The picture looks like a straight line angling towards the ground, and when it gets to the ground, it shallows out and does a loop-the-loop. The radius of the loop is R, and the ball is started from height h. Point Q is a line drawn from the center of the loop, directly right to the edge of the loop.

So for this problem, you use the conservation of energy. I have been using M x g x h= M x g x h + 1/2m(v squared) + (1/2 Icom Omega squared). So I know that since the ball is on the verge of leaving at the top of the loop, the kinetic energy must be zero, but my guess is that it still has rotational energy, so how am I supposed to find that out? And I know that for part b, I must use F= m(v squared)/r, but once again, I don't know how to find v, since there is v and omega. But thank you for the help in advance

 

[Doc Al]

So I know that since the ball is on the verge of leaving at the top of the loop, the kinetic energy must be zero...

That's not true. The minimum speed at the top of the loop to just barely maintain contact is not zero. Hint: Analyze the forces acting on the ball at that point and apply Newton's 2nd law. What kind of acceleration is the ball undergoing?

Another hint: Since the ball "rolls smoothly", its translational and rotational speed are related by what simple formula?

 

[cd80187]

Well, the ball is exerting falling under gravity, therefore, would the way to find v simply be F (m x a) = m x (v squared)/R in which V squared is the only unknown, and then once that is found, I can use the equation V = omega x R and substitute it to get rid of either v or omega, and just go from there?

 

[Doc Al]

Good, but what forces act on the ball when it's at the top of the loop?

 

[cd80187]

You have the force of gravity acting down, the centripital force acting down, and the normal force acting down... So would it be F normal + (m x g) = m(v squared)/R?

 

[Doc Al]

You have the force of gravity acting down, the centripital force acting down, and the normal force acting down...

Careful here. "Centripetal force" is not a kind of force, it's just the name given to the net force when the acceleration is centripetal. ("Centripetal" just means "toward the center".)

Only two forces act on the ball: gravity and the normal force. They add up to be the net force, which in this case is a centripetal force.

So would it be F normal + (m x g) = m(v squared)/R?

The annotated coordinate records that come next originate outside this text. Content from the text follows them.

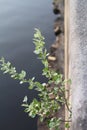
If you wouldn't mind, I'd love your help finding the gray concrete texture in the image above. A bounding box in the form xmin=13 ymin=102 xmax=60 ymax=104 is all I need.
xmin=69 ymin=0 xmax=87 ymax=130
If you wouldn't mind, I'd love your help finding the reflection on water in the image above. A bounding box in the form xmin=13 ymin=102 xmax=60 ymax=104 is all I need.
xmin=0 ymin=0 xmax=54 ymax=130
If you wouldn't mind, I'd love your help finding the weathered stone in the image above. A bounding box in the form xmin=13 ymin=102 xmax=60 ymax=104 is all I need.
xmin=69 ymin=0 xmax=87 ymax=130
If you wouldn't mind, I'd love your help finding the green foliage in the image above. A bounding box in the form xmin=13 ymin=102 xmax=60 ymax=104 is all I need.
xmin=0 ymin=29 xmax=69 ymax=130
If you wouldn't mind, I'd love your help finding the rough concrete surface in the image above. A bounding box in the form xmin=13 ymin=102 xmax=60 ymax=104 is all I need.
xmin=69 ymin=0 xmax=87 ymax=130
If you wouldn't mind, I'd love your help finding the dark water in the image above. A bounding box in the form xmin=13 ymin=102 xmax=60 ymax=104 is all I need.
xmin=0 ymin=0 xmax=54 ymax=130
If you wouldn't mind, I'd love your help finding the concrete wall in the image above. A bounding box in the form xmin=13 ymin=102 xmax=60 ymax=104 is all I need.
xmin=69 ymin=0 xmax=87 ymax=130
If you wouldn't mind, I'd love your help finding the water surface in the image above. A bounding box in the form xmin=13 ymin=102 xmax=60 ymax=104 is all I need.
xmin=0 ymin=0 xmax=54 ymax=130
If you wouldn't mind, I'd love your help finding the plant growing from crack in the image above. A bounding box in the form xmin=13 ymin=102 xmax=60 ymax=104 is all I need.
xmin=0 ymin=29 xmax=71 ymax=130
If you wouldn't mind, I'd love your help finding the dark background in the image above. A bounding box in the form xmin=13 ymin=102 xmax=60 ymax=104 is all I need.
xmin=0 ymin=0 xmax=54 ymax=130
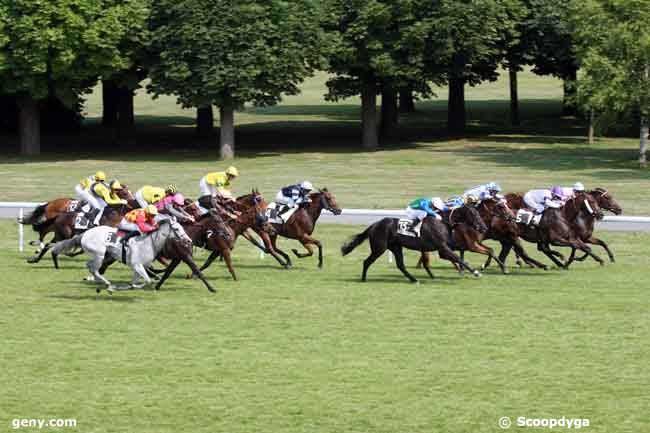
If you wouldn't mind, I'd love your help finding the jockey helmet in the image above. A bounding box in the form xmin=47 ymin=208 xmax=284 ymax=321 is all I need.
xmin=573 ymin=182 xmax=585 ymax=192
xmin=551 ymin=186 xmax=564 ymax=199
xmin=172 ymin=192 xmax=185 ymax=206
xmin=144 ymin=204 xmax=158 ymax=215
xmin=487 ymin=182 xmax=501 ymax=192
xmin=226 ymin=165 xmax=239 ymax=177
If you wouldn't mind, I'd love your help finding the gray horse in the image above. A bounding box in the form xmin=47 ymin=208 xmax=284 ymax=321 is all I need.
xmin=52 ymin=219 xmax=192 ymax=292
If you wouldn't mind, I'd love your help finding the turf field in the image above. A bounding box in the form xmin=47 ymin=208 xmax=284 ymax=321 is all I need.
xmin=0 ymin=222 xmax=650 ymax=433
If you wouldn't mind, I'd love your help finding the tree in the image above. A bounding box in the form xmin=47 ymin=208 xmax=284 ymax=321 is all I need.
xmin=149 ymin=0 xmax=323 ymax=159
xmin=423 ymin=0 xmax=516 ymax=133
xmin=526 ymin=0 xmax=583 ymax=115
xmin=573 ymin=0 xmax=650 ymax=167
xmin=323 ymin=0 xmax=428 ymax=150
xmin=0 ymin=0 xmax=149 ymax=155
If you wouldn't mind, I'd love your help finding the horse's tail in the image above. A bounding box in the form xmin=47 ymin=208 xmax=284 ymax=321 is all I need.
xmin=18 ymin=203 xmax=47 ymax=231
xmin=341 ymin=226 xmax=373 ymax=256
xmin=52 ymin=233 xmax=83 ymax=254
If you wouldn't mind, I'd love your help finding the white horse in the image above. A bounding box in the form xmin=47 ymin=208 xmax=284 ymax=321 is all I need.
xmin=52 ymin=219 xmax=192 ymax=292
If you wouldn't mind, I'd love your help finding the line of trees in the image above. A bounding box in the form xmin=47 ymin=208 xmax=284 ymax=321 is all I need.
xmin=0 ymin=0 xmax=650 ymax=164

Good. And if the ball barely maintains contact with the track, what can you say about the normal force?

 

[cd80187]

It would have to be 0 because there is nothing pushing back on it, right?

 

[Doc Al]

That's correct.

 

[cd80187]

Thank you very much for the help

 

[cd80187]

But just to ensure, I find v using the m x g = m(v squared)/ R, and then using that, I will use the equation m x g x h = (m g h) + .5 m (v squared) + (.5 (I)(v/r)squared? And I = m (rsquared), correct?

 

[OlderDan]

But just to ensure, I find v using the m x g = m(v squared)/ R, and then using that, I will use the equation m x g x h = (m g h) + .5 m (v squared) + (.5 (I)(v/r)squared? And I = m (rsquared), correct?

You need to look up the moment of inertia of a sphere about its CM. The h values on the two sides of your equation are not the same. On is the starting height and the other is related to the size of the loop.